Australia Pacific Airports Corporation Limited
- Company type: Private
- Industry: Airports
- Founded: 1995
- Headquarters: Melbourne Airport, Victoria, Australia
- Area served: Australia
- Key people: Peter Hay, Chairman Lorie Argus, CEO
- Revenue: A$1.04 billion (2018–19)
- Net income: A$ 390 million (2018–19)
- Divisions: Australia Pacific Airports (Melbourne) Pty Ltd Australia Pacific Airports (Launceston) Pty Ltd
- Website: melbourneairport.com.au/corporate

= Australia Pacific Airports Corporation =

Australian airport management company

Australia Pacific Airports Corporation Limited (APAC) is an unlisted company and owner of two Australian airports: Melbourne Airport and Launceston Airport. Each airport is operated by an airport lessee company, in which APAC has a controlling interest: Australia Pacific Airports (Melbourne) Pty Ltd and Australia Pacific Airports (Launceston) Pty Ltd respectively.

APAC acquired the lease for Melbourne Airport for $1.307 billion on 2 July 1997, and a 90% stake in Launceston Airport for $18.8 million on 29 May 1998. Launceston City Council owns the remaining 10% of Launceston Airport. Each airport is under a fifty year long-term lease from the Australian Government, with options for a further forty-nine years.

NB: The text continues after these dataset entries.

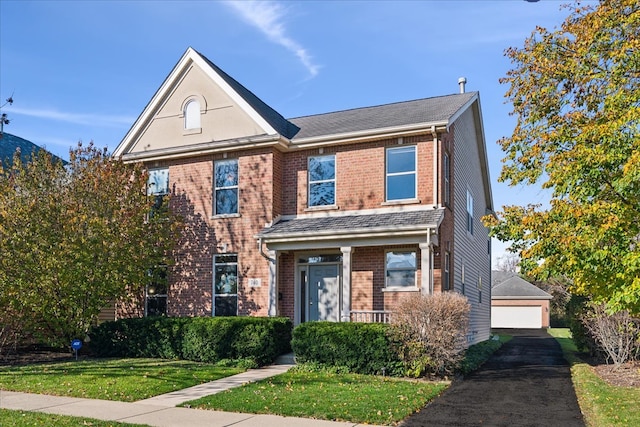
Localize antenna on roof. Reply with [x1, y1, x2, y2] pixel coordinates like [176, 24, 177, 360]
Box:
[458, 77, 467, 93]
[0, 94, 13, 138]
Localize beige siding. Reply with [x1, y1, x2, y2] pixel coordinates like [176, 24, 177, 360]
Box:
[452, 108, 491, 344]
[130, 65, 265, 153]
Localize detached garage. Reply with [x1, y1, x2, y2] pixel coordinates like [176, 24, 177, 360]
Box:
[491, 271, 552, 329]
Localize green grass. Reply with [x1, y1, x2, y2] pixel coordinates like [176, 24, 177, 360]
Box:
[0, 359, 243, 402]
[549, 328, 640, 427]
[182, 368, 448, 424]
[0, 409, 145, 427]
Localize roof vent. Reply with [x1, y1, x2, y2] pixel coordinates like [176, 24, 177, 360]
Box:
[458, 77, 467, 93]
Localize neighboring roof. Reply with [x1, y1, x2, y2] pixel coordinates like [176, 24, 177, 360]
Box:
[257, 209, 443, 240]
[491, 271, 553, 299]
[289, 92, 477, 140]
[195, 51, 300, 139]
[0, 132, 64, 167]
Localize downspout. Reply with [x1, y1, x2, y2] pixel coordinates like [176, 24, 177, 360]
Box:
[431, 126, 440, 207]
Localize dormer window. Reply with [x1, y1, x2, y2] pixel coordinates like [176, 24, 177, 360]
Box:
[184, 99, 201, 130]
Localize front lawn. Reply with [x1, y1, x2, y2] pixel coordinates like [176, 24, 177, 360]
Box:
[0, 409, 148, 427]
[549, 328, 640, 427]
[182, 368, 449, 424]
[0, 359, 244, 402]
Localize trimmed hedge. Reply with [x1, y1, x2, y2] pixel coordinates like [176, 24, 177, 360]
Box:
[291, 322, 404, 376]
[89, 317, 292, 366]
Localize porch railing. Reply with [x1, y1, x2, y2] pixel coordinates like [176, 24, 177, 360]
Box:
[351, 310, 391, 323]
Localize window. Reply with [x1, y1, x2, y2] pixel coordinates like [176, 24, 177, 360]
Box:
[214, 159, 238, 215]
[442, 153, 451, 205]
[387, 146, 416, 201]
[442, 252, 451, 291]
[386, 251, 416, 288]
[467, 190, 473, 234]
[309, 155, 336, 207]
[147, 168, 169, 196]
[184, 99, 200, 130]
[147, 168, 169, 218]
[213, 254, 238, 316]
[144, 265, 169, 317]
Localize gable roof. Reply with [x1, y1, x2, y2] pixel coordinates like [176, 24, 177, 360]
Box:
[289, 92, 477, 141]
[491, 271, 553, 299]
[0, 132, 64, 167]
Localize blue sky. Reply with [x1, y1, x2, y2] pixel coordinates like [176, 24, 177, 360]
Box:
[0, 0, 568, 266]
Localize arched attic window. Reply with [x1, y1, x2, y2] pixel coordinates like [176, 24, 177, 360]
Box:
[183, 99, 201, 130]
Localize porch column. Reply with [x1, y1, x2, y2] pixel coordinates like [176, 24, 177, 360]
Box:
[419, 242, 433, 295]
[266, 251, 280, 317]
[340, 246, 353, 322]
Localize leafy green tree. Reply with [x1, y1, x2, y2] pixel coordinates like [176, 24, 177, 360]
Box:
[0, 144, 178, 344]
[485, 0, 640, 313]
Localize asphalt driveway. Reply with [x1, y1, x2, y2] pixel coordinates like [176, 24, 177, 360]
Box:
[401, 329, 584, 427]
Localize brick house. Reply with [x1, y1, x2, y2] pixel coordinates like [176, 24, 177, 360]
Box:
[114, 48, 493, 343]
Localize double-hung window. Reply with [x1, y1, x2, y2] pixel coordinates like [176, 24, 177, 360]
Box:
[386, 146, 417, 201]
[213, 254, 238, 316]
[308, 155, 336, 207]
[213, 159, 238, 215]
[385, 251, 417, 288]
[144, 265, 169, 316]
[147, 168, 169, 217]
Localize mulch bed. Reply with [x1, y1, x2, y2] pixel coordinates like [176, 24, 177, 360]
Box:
[592, 362, 640, 387]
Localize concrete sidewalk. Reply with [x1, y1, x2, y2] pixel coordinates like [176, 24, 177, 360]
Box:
[0, 355, 384, 427]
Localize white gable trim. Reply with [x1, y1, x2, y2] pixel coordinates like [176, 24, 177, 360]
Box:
[113, 47, 277, 157]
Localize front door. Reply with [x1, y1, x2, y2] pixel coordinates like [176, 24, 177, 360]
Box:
[305, 264, 340, 322]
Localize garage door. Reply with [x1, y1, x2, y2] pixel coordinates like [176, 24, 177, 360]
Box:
[491, 306, 542, 329]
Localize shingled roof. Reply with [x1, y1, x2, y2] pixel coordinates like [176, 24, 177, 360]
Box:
[198, 52, 300, 139]
[289, 92, 477, 141]
[258, 209, 443, 239]
[0, 132, 64, 167]
[491, 271, 553, 299]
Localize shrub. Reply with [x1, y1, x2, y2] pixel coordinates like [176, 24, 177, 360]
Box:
[89, 317, 189, 359]
[90, 317, 292, 366]
[291, 322, 402, 375]
[582, 303, 640, 366]
[389, 292, 471, 377]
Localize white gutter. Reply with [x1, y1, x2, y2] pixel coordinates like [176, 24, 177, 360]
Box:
[291, 121, 449, 148]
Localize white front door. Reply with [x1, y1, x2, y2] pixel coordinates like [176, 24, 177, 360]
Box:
[306, 264, 340, 322]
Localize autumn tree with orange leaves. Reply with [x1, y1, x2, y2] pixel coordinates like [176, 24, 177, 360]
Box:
[485, 0, 640, 314]
[0, 144, 178, 345]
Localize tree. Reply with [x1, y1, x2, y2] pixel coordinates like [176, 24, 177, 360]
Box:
[0, 144, 178, 344]
[485, 0, 640, 313]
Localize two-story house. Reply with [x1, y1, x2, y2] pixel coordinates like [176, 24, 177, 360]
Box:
[114, 48, 493, 343]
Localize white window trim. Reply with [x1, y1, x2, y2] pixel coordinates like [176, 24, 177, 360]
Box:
[383, 145, 420, 205]
[382, 248, 420, 292]
[213, 159, 240, 218]
[306, 154, 338, 210]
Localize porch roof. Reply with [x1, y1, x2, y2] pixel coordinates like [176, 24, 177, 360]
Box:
[256, 209, 444, 243]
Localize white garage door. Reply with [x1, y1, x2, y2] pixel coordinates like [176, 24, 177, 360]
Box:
[491, 306, 542, 329]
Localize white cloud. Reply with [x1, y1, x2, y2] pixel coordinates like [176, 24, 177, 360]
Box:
[11, 107, 136, 127]
[225, 0, 320, 77]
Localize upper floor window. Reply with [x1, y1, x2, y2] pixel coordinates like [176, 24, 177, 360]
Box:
[442, 153, 451, 205]
[214, 159, 238, 215]
[385, 251, 417, 288]
[386, 146, 417, 201]
[309, 155, 336, 207]
[467, 190, 473, 234]
[183, 99, 200, 130]
[147, 168, 169, 196]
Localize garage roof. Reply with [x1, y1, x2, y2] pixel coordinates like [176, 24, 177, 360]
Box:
[491, 271, 553, 299]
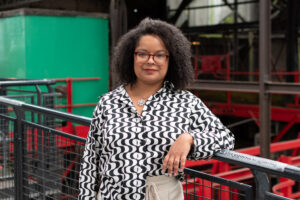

The company is majority Australian owned by five Australian fund managers:

- Dexus (27.32%)
- Industry Funds Management (IFM Investors) (25.17%)
- SAS Trustee Corporation (Managed by NSW Treasury Corporation)(18.47%)
- Future Fund (20.34%)
- Utilities of Australia (Managed by HRL Morrison & Co) (8.70%)

The chief executive officer is Lorie Argus.